10 praktische Tipps gegen das Verschlafen

Der Satz „Ich hab verschlafen!“ ist eigentlich längst keine Ausrede mehr. Dennoch hört man ihn noch oft genug, obwohl es zahlreiche gute Tricks und Methoden wie z.B. den telefonischen Weckruf gibt, das Bett noch rechtzeitig zu verlassen.

1. Den Wecker austauschen. Alternativ können Sie auch einen anderen Weck- oder Klingelton einstellen, sofern das jeweilige Gerät über eine solche Funktion verfügt. Mit der Zeit gewöhnt man sich an den immer gleichen Weckton so sehr, dass er einfach gar nicht mehr wahrgenommen wird.

2. Den Wecker weiter entfernt vom Bett aufstellen. Wer seinen Wecker noch hört, aber nur zu gerne zur Schlummertaste greift, um noch fünf bis zehn Minuten weiter dösen zu können, neigt auch eher zum Verschlafen. Stellen Sie den Wecker also an einen Ort, an dem die Schlummertaste nicht erreichbar ist. So müssen Sie auf jeden Fall aufstehen, um den Wecker abzuschalten.

3. Wenn Sie auf Nummer sicher gehen wollen, verteilen Sie gleich mehrere Wecker im Schlafzimmer oder auch darüber hinaus.

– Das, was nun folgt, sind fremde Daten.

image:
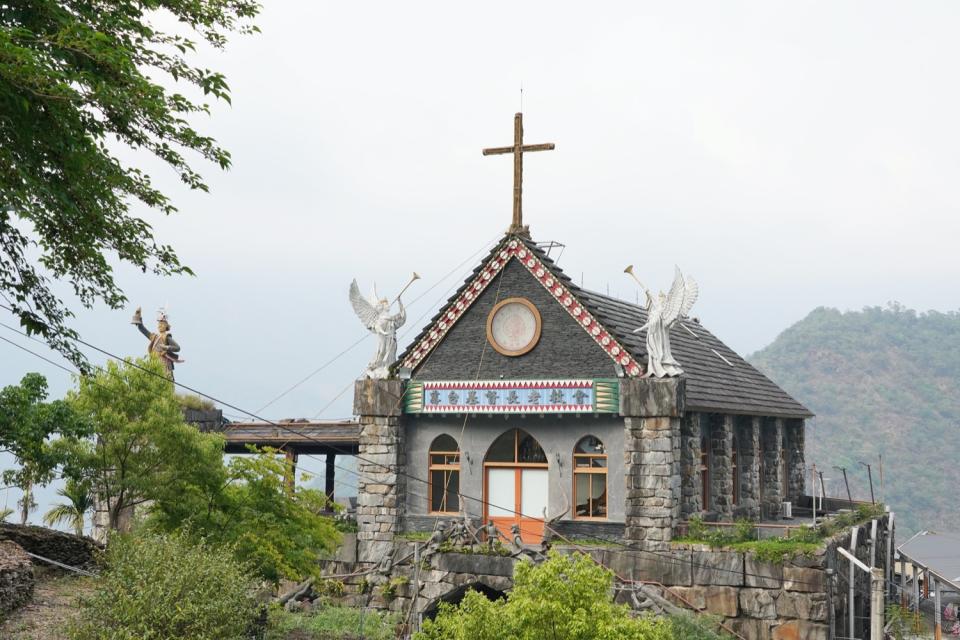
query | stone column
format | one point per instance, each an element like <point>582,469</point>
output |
<point>381,463</point>
<point>721,478</point>
<point>652,409</point>
<point>690,500</point>
<point>771,438</point>
<point>748,435</point>
<point>797,463</point>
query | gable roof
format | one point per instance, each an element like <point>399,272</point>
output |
<point>718,379</point>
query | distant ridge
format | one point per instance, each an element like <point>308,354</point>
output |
<point>881,381</point>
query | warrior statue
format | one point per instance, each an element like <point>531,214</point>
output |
<point>375,315</point>
<point>162,345</point>
<point>663,311</point>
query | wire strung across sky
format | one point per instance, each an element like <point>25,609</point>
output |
<point>629,549</point>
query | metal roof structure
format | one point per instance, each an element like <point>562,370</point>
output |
<point>718,379</point>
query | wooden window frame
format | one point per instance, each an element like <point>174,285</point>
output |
<point>735,469</point>
<point>590,470</point>
<point>705,473</point>
<point>445,466</point>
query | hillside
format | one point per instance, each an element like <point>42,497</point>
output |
<point>882,381</point>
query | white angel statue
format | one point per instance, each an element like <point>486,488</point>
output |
<point>663,311</point>
<point>376,317</point>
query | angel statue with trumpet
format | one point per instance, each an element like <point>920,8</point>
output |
<point>375,315</point>
<point>664,311</point>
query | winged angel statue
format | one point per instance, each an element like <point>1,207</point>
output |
<point>375,315</point>
<point>663,311</point>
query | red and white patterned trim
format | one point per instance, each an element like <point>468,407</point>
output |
<point>517,250</point>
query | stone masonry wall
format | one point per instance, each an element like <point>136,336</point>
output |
<point>16,577</point>
<point>690,499</point>
<point>771,439</point>
<point>651,410</point>
<point>380,464</point>
<point>721,473</point>
<point>748,464</point>
<point>794,433</point>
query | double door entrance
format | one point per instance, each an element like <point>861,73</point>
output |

3. Telefonischer Weckruf. Wieder ein Tipp für all‘ jene, die ihren Wecker gerne überhören. Ein Weckruf zur richtigen Zeit kann auch einen defekten Wecker ersetzen oder auf Reisen Verwendung finden. Es gibt mittlerweile einen guten Anbieter für den telefonischen Weckruf. Hier genügt meist ein Anruf, um Zeit und Datum für den Weckruf einzustellen.

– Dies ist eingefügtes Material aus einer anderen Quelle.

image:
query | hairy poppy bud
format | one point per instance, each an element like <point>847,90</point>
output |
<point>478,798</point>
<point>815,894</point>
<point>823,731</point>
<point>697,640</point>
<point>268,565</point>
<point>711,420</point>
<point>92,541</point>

4. Mit Licht aufstehen. Unsere biologische Uhr reagiert auf Lichteinfall. Da wir aber meist zu einer Zeit aufstehen, in der es draußen noch dunkel ist, kann sich der Körper nicht auf das bevorstehende Aufstehen einstellen. Lichtwecker schaffen da Abhilfe. Sie beginnen schon vor der eigentlichen Weckzeit damit, langsam immer heller aufzuleuchten. Dadurch wird der Sonnenaufgang simuliert und man wacht wesentlich entspannter auf.

5. In der richtigen Schlafphase aufstehen. Wir durchlaufen im Verlaufe der Nacht mehrere Schlafphasen. Der Tiefschlaf ist einer davon und zugleich der denkbar ungünstigste Zeitpunkt zum Aufstehen. Je länger Sie schlafen, desto schneller wechseln diese Phasen einander ab. Die Kunst liegt nun darin, in einer Phase aufzustehen, in welcher ein weniger tiefer Schlaf besteht.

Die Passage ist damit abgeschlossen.